German coal use is also sharply down in power generation, making room for more gas, although gains were capped by record solar output which supplied almost a fifth –19% of the total – in June.
Southeast Asia’s elastic demand
As Asian and European gas prices have weakened, southeast Asia and India – highly price sensitive markets – have shown a growing interest in LNG imports. The lower prices may even mean that some extensive coal capacity expansion plans are rolled back.
“Gas is currently gaining in popularity… Mostly pipelines, power plants and LNG energy import terminals. Price is the number one reason for this increase in demand and financing, plus the fact it’s a cleaner fuel,” said the head of Asian Development Bank’s energy section, Yongping Zhai.
“For example, a country like Sri Lanka, which had never considered gas before, is now looking at an LNG import terminal. And Philippines, they have realised it is affordable. LNG was considered an option years ago, but it never took off due to Asian premium on prices; now it’s possible,” he said.
Thailand has recently raised the percentage of gas it is targeting in 2025 to over 50%, at the expense of coal, which is now seen at just 13% in 2025. Similarly, Vietnam, Malaysia, Philippines and Bangladesh all plan coal expansions that could become less competitive relative to gas given the lower prices.

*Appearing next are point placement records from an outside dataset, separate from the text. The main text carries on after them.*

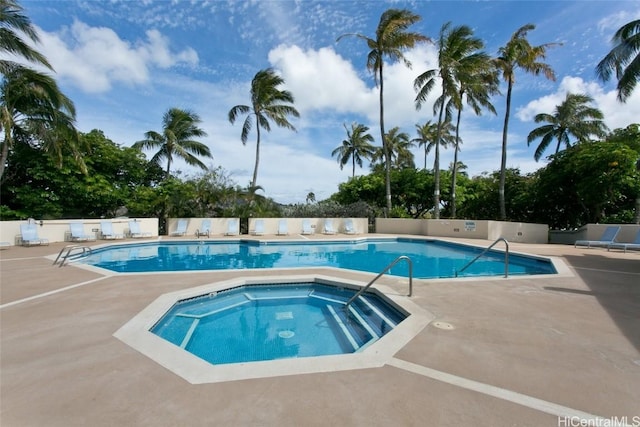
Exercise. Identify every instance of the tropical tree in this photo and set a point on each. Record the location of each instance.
(13, 23)
(624, 59)
(391, 40)
(573, 117)
(518, 53)
(34, 111)
(399, 146)
(356, 147)
(427, 136)
(268, 103)
(179, 127)
(477, 82)
(456, 47)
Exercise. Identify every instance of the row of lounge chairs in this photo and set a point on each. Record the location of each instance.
(258, 230)
(608, 240)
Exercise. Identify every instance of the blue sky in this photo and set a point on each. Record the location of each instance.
(124, 63)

India could provide a more significant boost to demand, but it could be bigger still if not limited by insufficient regasification, storage facilities and pipeline connectivity. At current prices there are potential opportunities for those with deep pockets to expand gas markets in India.
In China, however, Zhai said demand growth had slowed, reversing a long-term trend: “Gas demand is still rising but there’s not really a big switch from coal to gas in power generation… The gas and power pricing systems mean it doesn’t make sense to generate power with gas in China, apart from a few hours of peaking demand.”